This dangerously funny comedy stars Simon Baker (The Devil Wears Prada) as Roderick Blank. He’s a handsome, successful businessman, about to enter matrimony with his WASP-y fiancée (played by Julie Bowen).
He’s happy and content with his life until one day a mysterious e-mail arrives at his office. As his secretary, Trixie (portrayed by hilarious “The Facts of Life” alum Mindy Cohn) reads the names on the list, Roderick realizes that it contains all the women he’s bedded over the years.
However, his “magic number” is 29. The list contains 101 names. Uh-oh...
Meanwhile, there’s a crazy serial murderer wreaking havoc on the town. The media calls her “Death Nell.”
She’s a black widow who seduces and kills. Somehow, some way, her path will cross with Roderick’s.

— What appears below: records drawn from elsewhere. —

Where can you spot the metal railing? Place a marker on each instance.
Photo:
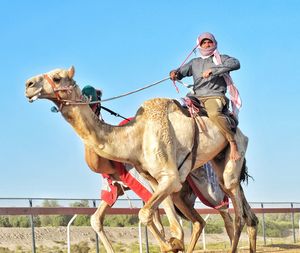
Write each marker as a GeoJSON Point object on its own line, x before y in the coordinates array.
{"type": "Point", "coordinates": [31, 211]}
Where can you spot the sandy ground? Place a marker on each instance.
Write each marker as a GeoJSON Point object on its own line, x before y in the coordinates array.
{"type": "Point", "coordinates": [14, 238]}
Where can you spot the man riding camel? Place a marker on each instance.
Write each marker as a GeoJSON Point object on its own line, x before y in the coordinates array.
{"type": "Point", "coordinates": [211, 77]}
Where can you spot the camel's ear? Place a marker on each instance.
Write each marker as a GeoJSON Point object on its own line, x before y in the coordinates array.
{"type": "Point", "coordinates": [71, 72]}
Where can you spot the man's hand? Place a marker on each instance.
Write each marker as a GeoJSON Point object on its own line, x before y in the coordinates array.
{"type": "Point", "coordinates": [173, 75]}
{"type": "Point", "coordinates": [206, 73]}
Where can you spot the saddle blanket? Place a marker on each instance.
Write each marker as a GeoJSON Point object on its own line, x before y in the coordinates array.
{"type": "Point", "coordinates": [203, 182]}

Sex and Death 101 reunites Waters with his Heathers star, Winona Ryder (Death Nell). Two decades doesn’t seem to have altered actor and director one bit.
“It’s kind of funny how little either of us has changed ... and that sometimes scares the people around us,” says Waters. “Two Peter Pans on the set can be kind of spooky, but Winona and I still click on the same idiosyncratic, improperly socialized wavelength.”
101 is ripe with bawdy adult themes and plenty of good old fashioned S-E-X. As Roderick goes through the film, he’s placed time and time again in a plethora of amusing and sometimes unusual situations with women.
Who better to cast as a good-guy-gone-bad than Baker? The Aussie star has sent many libidos into overdrive in films like 2006’s Something New and Prada.
Waters feels that he was a natural to take the role of the loveable nice guy who gives himself over to his animal urges.
“I could not have made this movie without Simon Baker – although I didn’t completely appreciate that fact until after the movie was finished,” admits Waters. “It was very important that the character getting this list was not a goofy, giggling geek immaturely ejaculating over the promise of boobies. But it was equally important Roderick Blank not be the sleek, sleazy ‘ladies man’ getting an over-the-top comeuppance. Simon walked this razor’s edge with warmth and intelligence.”
As for all of the varied and highly naughty situations Roderick finds himself in during the course of the film, that was a deliberate pushing of the envelope by its writer-director.
“I thought, ‘This could be my Trojan Horse to put a lot of the things I want to say about sex on the big screen,’” says Waters.
Still, the best thing about Sex and Death 101 (aside from its laugh-out-loud wit) is its underlying premise. Waters couldn’t be more proud of his newest baby.
“What I love about this simple premise is that the more one thinks about it, the less cheesy and the more bizarrely profound it seems,” he muses. “I mean, go past the fantasy element of never having to worry about ‘will she or won’t she [sleep with me]?’ and other questions arise – Is sexuality the same without the thrill of pursuit? What if someone you hate is on the list? What if someone you love is NOT on the list? What if you come face to face with the last name on the list?”
Sex and Death 101 releases in select theaters April 4.